L’histoire chinoise de Jocelyn Maltais a commencé alors qu’il était producteur de spectacles, dans la région. Il a été approché par une amie pour participer à la venue d’une troupe folklorique de Chine, au Jardin botanique de Montréal, en 1994. Il a développé une véritable passion pour leur culture après avoir passé un mois avec les membres de la troupe. 

En septembre de la même année, il s’est inscrit à un certificat en études asiatiques à l’Université de Montréal et, pour une des premières fois, il a eu accès à Internet. Il pouvait donc jumeler deux passions : la Chine et le Web.

Ce certificat l’a aidé à obtenir un stage d’un an au Shanghai East China University of Science and Technology, où il était appelé à réaliser une étude de marché sur le déploiement d’Internet en Chine. 

«À cette époque, la Chine, c’était très nouveau pour les Occidentaux. Mon idée était révolutionnaire. J’ai été sélectionné par le directeur de l’université qui a insisté pour que j’y aille», a expliqué M. Maltais lors d’une entrevue avec Le Progrès.

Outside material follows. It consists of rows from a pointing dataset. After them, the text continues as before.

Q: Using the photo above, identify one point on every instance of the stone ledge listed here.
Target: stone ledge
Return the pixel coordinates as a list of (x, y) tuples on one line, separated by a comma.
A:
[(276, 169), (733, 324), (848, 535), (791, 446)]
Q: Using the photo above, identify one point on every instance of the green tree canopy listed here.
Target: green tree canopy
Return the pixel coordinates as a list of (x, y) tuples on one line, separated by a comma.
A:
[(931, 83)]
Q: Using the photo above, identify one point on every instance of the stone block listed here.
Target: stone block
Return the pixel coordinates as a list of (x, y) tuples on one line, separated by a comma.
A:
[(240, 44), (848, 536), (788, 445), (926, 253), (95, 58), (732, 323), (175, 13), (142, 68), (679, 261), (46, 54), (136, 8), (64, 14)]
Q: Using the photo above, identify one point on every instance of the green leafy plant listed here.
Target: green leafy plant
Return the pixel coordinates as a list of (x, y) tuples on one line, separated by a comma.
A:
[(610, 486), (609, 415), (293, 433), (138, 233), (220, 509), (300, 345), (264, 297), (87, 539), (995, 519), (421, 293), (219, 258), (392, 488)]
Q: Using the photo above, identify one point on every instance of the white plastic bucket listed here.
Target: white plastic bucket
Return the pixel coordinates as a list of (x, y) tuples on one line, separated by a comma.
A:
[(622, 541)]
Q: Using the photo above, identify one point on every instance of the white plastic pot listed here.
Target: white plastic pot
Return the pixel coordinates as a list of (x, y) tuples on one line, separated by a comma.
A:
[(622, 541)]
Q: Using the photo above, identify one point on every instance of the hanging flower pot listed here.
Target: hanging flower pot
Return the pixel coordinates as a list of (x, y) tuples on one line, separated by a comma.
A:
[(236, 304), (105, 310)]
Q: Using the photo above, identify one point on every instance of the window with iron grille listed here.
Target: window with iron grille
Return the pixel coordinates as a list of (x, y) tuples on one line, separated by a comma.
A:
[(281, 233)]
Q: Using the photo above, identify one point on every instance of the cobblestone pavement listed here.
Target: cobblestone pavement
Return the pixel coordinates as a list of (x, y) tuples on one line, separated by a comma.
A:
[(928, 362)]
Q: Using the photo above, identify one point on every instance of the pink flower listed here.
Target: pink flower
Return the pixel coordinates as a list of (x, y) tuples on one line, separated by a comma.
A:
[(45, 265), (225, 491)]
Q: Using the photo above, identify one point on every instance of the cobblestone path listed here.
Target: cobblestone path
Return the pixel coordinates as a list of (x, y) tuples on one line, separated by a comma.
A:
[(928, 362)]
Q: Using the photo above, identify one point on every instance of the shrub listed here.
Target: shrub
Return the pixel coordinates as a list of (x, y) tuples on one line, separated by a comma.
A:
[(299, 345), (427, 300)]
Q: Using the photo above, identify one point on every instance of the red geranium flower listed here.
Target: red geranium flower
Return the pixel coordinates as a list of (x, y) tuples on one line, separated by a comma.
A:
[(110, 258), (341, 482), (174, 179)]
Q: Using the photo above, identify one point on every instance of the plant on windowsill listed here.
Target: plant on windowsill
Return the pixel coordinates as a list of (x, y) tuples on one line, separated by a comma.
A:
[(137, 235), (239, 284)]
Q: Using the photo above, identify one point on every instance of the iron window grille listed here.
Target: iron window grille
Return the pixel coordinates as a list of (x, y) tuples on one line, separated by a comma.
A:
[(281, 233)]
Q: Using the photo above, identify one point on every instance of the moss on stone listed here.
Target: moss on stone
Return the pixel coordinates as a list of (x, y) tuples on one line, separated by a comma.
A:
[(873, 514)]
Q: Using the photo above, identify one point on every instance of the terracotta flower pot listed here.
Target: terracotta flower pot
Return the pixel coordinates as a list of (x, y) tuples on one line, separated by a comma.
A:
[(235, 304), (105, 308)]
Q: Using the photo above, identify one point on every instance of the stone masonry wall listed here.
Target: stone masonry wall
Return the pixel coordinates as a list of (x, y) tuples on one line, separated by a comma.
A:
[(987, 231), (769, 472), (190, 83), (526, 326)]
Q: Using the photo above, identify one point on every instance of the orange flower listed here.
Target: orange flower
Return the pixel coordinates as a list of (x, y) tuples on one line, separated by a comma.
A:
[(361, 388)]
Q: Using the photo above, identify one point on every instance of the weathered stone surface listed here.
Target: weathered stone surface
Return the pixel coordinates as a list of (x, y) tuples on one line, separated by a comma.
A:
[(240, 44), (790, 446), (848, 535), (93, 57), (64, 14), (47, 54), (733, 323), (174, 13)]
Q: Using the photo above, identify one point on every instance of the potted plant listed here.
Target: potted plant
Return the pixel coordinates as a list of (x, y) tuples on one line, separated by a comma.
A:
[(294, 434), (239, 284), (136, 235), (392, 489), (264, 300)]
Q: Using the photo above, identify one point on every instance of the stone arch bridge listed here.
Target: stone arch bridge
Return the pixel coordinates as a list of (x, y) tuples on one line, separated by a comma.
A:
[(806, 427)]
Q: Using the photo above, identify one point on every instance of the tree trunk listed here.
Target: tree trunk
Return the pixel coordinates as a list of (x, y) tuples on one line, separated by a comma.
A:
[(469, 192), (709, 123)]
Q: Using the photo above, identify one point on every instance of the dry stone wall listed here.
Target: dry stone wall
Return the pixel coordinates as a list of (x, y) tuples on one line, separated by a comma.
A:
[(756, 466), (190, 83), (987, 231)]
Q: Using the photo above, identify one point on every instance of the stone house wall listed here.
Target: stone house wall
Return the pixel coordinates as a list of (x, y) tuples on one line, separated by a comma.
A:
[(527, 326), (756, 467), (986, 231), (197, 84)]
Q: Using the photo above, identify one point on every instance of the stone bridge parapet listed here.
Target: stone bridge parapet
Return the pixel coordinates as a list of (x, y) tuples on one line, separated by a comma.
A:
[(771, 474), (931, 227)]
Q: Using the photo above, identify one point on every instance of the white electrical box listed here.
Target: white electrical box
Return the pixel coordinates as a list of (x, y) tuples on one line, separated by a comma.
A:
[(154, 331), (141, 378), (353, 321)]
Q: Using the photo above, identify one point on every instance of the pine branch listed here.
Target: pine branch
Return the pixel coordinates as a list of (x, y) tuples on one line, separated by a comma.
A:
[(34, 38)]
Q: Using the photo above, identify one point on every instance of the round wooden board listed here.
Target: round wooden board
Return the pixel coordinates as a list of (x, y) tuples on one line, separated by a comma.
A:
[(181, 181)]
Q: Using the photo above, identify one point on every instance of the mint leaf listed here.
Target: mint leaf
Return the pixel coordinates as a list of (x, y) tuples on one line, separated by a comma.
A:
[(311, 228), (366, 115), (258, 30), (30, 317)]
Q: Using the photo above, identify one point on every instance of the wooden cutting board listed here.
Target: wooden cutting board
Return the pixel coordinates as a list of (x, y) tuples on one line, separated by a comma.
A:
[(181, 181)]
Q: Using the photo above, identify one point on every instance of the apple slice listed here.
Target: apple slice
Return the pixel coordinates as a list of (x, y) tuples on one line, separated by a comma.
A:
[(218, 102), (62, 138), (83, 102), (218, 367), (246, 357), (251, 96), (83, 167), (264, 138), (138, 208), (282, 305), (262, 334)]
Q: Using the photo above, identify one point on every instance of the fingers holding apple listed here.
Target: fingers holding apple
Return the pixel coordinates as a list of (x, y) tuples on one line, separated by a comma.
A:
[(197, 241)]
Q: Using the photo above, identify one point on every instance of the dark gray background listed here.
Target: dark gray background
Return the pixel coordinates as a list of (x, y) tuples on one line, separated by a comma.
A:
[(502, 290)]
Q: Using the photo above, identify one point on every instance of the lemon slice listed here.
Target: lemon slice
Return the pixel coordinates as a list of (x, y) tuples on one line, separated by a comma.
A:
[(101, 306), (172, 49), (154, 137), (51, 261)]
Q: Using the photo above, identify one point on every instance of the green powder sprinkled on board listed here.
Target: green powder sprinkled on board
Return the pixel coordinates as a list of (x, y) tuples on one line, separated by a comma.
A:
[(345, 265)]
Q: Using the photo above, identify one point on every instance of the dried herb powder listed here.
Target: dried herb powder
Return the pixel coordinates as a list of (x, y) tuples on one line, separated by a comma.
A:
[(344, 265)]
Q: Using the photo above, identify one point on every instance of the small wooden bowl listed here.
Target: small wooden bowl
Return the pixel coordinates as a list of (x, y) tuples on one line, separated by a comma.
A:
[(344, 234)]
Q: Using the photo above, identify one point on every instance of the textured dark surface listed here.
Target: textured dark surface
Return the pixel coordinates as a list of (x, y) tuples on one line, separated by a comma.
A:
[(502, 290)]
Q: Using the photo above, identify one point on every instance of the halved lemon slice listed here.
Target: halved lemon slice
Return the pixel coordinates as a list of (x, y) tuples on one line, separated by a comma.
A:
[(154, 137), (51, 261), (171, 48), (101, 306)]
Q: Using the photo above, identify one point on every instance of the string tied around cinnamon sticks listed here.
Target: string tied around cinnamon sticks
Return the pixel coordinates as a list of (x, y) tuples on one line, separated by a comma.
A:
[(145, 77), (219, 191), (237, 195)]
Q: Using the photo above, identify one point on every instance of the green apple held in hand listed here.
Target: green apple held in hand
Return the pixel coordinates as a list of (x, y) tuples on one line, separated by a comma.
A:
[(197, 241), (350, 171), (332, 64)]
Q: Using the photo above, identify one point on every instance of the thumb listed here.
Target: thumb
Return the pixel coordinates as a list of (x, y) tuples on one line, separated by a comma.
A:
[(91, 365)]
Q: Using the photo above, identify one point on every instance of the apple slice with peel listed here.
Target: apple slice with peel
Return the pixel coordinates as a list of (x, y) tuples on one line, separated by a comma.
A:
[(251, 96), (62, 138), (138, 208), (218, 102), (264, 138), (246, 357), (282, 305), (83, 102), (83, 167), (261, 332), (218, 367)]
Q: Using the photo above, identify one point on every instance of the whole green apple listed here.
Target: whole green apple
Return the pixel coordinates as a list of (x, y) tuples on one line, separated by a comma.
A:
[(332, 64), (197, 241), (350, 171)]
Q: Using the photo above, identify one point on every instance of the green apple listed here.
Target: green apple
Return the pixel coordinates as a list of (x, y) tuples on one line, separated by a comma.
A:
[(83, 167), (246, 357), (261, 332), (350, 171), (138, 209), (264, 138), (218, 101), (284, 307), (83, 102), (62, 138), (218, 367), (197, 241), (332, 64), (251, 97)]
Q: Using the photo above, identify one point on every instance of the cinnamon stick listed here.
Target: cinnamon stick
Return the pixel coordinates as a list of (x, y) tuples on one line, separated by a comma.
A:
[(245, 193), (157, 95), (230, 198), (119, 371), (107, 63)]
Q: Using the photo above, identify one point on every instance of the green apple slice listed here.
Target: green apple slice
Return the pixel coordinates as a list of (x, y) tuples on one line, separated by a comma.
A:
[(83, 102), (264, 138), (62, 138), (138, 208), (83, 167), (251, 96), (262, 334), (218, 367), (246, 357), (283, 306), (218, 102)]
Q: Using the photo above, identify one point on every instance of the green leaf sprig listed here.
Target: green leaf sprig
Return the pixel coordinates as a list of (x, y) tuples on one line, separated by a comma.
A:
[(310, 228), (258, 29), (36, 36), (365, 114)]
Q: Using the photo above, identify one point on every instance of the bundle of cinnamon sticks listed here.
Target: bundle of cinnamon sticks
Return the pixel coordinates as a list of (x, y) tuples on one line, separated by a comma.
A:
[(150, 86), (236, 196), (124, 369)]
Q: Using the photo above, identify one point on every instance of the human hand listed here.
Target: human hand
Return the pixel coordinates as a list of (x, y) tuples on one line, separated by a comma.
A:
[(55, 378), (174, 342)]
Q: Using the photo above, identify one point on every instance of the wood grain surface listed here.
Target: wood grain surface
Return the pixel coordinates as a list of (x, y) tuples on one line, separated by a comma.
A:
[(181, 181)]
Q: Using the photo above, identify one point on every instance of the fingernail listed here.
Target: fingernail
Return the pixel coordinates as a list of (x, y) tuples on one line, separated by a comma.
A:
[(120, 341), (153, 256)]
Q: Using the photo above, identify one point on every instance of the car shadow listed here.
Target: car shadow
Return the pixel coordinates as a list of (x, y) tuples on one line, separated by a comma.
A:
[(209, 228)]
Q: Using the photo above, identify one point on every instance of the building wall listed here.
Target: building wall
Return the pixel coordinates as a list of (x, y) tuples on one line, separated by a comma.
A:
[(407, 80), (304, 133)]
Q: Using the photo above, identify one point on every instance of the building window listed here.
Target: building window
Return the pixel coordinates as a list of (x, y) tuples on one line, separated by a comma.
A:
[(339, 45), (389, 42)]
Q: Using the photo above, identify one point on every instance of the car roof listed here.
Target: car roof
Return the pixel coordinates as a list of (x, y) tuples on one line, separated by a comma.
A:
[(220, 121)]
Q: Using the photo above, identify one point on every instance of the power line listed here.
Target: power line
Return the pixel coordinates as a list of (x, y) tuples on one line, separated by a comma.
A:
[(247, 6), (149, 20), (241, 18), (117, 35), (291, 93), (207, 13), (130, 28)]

À partir de ce moment, les occasions se sont enchaînées, explique le Saguenéen. Il souligne qu’il a multiplié les rencontres avec des hommes chinois influents, des entreprises, tout en remontant la filière des télécommunications et en apprenant l’anglais et le mandarin «sur le tas». 

C’est d’ailleurs ce qui l’a aidé à fonder la plateforme de e-commerce/start-up Montréal-Shanghai, et malgré un très bon accueil de son projet en Chine, il est «mort de sa belle mort» en raison d’un manque de budget du côté du Québec. Il avait réussi à obtenir un financement de 2 millions $ en Chine, mais pas ici.

Par la suite, de 2001 à 2004, il a occupé le poste de directeur général du Réseau photonique de Montréal où il était responsable de la création et du développement d’une association d’entreprises oeuvrant dans les composantes optiques-photoniques.

Après avoir organisé une mission commerciale en Chine, en 2004, regroupant une trentaine d’entreprises, il a décidé de retourner y vivre. Jusqu’à son retour au printemps dernier, il a successivement été le fondateur d’InSourcia Mobile Application Start-up, directeur des ventes internationales pour Every Glory Packaging Group Limited, directeur général de deux hôtels-boutiques et enseignant/recruteur.